Elle soutient que la décision attaquée méconnaît les stipulations de l’article 8 de la convention européenne de sauvegarde des droits de l’Homme et des libertés fondamentales et les dispositions de l’article L. 423-23 du code de l’entrée et du séjour des étrangers et du droit d’asile et, est entachée d’une erreur manifeste d’appréciation quant aux conséquences sur sa situation personnelle.
La procédure a été communiquée au préfet de la Guyane qui n’a pas produit de mémoire en défense.
Les parties ont été informées, par un courrier du 5 janvier 2026, en application des dispositions de l’article R. 611-7 du code de justice administrative, de ce que le jugement était susceptible d’être fondé sur un moyen relevé d’office tiré de l’irrecevabilité des conclusions à fin d’annulation dès lors qu’aucune décision implicite de rejet de délivrance d’un titre de séjour n’a pu naître du silence gardé par le préfet sur sa demande de rendez-vous.
Vu les autres pièces du dossier.
Vu :
- le code de l’entrée et du séjour des étrangers et du droit d’asile ;
- le code de justice administrative.
Le président de la formation de jugement a dispensé le rapporteur public, sur sa proposition, de prononcer des conclusions à l’audience, en application de l’article R. 732-1-1 du code de justice administrative.
Les parties ont été régulièrement averties du jour de l’audience.
Le rapport de Mme Topsi a été entendu au cours de l’audience publique.
Les parties n’étaeint ni présentes, ni représentées.
Considérant ce qui suit :
1. Mme B… A…, ressortissante dominicaine, déclare être entrée irrégulièrement le 29 juillet 2016. Par un arrêté du 12 mars 2020, le préfet de la Guyane a refusé de lui délivrer un titre de séjour, a prononcé à son encontre une obligation de quitter le territoire français, avec un délai de départ d’une durée de trente jours et, a fixé le pays de renvoi.
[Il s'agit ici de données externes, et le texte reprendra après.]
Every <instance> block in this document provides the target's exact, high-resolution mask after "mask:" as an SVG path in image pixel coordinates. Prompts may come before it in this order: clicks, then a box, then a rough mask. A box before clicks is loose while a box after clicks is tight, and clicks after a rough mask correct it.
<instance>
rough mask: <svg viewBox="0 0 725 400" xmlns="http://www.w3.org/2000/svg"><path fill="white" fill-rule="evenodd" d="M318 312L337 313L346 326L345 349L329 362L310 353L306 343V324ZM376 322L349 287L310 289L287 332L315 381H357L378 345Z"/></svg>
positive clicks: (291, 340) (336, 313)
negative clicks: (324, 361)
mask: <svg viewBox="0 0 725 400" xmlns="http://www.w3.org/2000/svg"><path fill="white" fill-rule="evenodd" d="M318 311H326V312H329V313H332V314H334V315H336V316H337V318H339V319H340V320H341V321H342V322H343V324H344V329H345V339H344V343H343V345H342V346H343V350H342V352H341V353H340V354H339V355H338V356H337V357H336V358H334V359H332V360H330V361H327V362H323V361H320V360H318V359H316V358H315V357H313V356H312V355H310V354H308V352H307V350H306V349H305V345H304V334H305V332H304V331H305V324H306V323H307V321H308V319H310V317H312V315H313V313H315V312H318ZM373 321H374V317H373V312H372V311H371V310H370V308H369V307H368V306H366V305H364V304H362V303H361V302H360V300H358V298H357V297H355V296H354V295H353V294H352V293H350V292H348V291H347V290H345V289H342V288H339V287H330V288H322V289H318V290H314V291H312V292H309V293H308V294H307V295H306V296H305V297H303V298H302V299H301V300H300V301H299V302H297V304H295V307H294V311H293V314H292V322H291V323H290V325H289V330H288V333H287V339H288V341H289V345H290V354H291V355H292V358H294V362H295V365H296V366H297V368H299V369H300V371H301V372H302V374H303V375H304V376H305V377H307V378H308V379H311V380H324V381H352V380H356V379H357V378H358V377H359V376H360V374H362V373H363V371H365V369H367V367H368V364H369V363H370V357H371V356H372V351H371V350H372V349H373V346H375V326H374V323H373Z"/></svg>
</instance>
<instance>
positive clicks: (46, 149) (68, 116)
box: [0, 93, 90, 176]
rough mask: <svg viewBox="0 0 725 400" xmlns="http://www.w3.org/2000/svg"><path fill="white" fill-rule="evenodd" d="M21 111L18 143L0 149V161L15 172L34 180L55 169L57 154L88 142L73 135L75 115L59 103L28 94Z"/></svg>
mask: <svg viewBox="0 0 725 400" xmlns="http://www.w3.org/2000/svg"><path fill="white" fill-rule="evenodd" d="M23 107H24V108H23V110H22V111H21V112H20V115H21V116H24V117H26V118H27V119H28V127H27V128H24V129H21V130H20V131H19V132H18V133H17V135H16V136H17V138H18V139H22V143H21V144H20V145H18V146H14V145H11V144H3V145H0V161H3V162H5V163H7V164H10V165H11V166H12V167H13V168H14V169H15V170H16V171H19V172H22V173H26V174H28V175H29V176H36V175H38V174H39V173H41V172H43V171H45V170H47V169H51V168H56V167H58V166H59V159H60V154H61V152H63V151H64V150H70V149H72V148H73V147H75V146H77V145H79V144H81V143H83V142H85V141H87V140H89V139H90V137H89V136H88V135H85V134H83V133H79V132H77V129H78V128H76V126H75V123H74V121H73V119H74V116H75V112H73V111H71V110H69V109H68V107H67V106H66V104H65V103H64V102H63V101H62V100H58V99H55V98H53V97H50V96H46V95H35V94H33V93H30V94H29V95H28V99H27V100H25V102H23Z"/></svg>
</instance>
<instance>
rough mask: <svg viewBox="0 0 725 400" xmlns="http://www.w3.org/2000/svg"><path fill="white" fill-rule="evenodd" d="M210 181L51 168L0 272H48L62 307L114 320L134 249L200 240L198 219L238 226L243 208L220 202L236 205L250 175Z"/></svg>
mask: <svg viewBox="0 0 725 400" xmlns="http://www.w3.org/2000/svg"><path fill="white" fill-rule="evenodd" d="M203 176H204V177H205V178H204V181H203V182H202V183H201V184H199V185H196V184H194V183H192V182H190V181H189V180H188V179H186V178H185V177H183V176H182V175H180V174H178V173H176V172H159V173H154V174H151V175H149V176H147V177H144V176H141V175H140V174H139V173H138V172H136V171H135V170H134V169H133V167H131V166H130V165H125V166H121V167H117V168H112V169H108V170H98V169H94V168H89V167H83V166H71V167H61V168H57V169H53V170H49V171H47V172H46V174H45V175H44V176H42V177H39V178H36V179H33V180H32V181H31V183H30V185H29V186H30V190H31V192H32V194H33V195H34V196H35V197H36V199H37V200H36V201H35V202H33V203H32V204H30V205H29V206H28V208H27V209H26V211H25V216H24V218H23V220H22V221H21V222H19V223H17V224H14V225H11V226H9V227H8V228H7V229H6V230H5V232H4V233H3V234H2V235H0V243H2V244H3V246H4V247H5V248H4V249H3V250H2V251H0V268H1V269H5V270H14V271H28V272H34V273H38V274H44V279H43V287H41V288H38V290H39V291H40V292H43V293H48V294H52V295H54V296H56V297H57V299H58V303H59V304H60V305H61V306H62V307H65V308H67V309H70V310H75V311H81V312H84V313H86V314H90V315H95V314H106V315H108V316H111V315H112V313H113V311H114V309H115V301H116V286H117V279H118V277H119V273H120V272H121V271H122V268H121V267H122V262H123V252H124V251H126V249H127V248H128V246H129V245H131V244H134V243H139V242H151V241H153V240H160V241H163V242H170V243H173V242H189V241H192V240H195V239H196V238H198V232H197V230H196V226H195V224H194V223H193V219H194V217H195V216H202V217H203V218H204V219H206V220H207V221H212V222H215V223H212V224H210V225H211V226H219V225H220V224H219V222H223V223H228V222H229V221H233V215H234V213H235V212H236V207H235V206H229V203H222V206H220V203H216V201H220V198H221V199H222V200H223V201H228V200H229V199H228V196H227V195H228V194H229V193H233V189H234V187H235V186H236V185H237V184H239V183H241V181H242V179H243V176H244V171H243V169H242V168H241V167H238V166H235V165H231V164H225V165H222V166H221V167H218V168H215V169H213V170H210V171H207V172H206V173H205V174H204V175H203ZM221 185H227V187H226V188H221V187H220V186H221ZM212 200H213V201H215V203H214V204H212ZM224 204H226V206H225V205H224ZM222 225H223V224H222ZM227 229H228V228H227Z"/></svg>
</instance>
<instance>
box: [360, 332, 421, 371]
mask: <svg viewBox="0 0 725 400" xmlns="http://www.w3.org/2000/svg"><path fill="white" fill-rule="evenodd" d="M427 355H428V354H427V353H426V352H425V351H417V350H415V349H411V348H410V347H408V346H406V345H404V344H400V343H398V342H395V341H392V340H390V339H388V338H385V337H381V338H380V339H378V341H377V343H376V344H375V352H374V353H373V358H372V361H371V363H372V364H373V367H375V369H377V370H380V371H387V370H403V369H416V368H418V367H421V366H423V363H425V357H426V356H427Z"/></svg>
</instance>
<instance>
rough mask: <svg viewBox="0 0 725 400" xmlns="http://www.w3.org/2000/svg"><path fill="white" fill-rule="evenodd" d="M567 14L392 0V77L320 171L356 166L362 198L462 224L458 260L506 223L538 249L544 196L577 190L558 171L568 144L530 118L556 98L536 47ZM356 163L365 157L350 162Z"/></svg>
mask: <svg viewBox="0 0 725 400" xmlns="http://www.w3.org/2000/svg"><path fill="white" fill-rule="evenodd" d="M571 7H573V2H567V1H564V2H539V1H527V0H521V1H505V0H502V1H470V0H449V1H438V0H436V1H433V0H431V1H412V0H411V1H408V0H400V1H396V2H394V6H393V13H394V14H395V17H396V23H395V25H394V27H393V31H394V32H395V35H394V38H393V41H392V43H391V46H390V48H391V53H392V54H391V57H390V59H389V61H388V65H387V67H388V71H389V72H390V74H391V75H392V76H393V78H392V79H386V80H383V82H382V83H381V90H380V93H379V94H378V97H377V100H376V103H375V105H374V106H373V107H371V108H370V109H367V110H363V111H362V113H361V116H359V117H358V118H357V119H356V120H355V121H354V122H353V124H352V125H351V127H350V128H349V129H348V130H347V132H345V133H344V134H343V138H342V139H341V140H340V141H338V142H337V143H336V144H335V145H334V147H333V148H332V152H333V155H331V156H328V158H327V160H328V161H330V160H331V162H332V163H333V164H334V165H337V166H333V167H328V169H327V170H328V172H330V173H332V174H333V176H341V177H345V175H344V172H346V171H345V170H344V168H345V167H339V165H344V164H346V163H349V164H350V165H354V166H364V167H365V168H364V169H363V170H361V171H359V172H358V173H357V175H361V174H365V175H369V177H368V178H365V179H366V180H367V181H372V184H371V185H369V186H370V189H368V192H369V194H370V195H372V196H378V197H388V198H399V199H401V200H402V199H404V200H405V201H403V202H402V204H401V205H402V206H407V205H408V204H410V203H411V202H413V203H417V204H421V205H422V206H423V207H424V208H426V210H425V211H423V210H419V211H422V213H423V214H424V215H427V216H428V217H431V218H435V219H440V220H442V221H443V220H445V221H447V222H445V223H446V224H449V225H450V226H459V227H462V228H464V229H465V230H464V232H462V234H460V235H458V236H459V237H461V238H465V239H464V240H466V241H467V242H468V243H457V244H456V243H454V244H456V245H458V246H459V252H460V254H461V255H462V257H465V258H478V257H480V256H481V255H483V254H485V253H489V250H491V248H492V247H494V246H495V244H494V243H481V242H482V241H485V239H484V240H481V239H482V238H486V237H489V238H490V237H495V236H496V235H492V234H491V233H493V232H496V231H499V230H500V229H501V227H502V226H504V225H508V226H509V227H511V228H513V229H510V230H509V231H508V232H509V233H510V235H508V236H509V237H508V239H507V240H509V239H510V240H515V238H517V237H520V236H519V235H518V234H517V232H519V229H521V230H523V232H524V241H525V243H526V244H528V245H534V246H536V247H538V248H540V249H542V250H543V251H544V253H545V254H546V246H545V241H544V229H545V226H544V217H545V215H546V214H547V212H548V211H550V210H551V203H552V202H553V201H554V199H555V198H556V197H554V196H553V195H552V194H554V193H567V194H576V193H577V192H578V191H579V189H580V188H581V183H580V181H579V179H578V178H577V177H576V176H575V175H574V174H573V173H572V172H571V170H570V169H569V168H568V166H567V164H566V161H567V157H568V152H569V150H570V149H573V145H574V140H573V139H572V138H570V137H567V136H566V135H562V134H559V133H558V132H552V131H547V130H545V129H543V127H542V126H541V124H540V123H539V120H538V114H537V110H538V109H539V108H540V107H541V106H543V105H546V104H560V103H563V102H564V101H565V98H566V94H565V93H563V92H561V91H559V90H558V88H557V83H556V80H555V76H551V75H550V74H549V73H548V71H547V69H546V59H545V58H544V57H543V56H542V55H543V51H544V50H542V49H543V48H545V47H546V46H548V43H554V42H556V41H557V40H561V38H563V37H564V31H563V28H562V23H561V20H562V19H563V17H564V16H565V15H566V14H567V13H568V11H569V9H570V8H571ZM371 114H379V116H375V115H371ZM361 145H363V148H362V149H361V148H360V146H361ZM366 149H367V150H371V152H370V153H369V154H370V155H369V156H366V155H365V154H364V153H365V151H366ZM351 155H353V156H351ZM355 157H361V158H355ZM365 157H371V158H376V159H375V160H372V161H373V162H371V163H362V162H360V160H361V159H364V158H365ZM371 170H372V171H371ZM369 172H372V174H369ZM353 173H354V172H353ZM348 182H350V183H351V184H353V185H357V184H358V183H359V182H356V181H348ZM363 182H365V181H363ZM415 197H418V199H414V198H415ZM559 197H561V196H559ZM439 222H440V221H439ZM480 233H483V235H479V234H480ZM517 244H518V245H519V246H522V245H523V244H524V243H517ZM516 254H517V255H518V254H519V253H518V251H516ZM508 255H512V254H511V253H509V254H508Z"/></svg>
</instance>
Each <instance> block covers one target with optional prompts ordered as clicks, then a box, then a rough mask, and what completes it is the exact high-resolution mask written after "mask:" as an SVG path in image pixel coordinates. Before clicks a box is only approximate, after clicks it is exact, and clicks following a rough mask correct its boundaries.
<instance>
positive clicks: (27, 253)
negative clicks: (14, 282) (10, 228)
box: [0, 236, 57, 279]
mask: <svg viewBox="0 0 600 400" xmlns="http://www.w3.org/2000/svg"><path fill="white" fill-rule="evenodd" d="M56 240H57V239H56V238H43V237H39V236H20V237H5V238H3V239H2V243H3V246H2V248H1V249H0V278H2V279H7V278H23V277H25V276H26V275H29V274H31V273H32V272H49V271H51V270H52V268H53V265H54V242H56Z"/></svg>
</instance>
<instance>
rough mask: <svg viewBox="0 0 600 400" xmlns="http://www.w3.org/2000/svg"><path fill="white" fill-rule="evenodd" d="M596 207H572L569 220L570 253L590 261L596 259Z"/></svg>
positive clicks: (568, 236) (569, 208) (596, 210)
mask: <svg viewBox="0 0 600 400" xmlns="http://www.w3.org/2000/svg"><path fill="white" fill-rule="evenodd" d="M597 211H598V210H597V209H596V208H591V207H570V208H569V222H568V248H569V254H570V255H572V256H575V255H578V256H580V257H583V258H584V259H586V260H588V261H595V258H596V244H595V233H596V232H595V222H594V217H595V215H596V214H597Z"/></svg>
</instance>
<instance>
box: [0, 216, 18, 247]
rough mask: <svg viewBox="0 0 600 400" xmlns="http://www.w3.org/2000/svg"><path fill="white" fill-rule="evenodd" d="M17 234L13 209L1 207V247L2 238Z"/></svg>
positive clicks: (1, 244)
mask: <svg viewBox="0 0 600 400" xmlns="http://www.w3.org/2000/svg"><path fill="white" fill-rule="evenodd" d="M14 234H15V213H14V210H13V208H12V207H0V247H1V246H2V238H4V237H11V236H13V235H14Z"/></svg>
Par un courrier daté du 10 juillet 2023, reçu le 25 juillet suivant, Mme A… a sollicité l’enregistrement de sa demande de délivrance d’un titre de séjour au préfet de la Guyane. Par sa requête, elle demande au tribunal l’annulation de la décision implicite de rejet qui serait née le 25 novembre 2023 du silence gardé par le préfet de la Guyane.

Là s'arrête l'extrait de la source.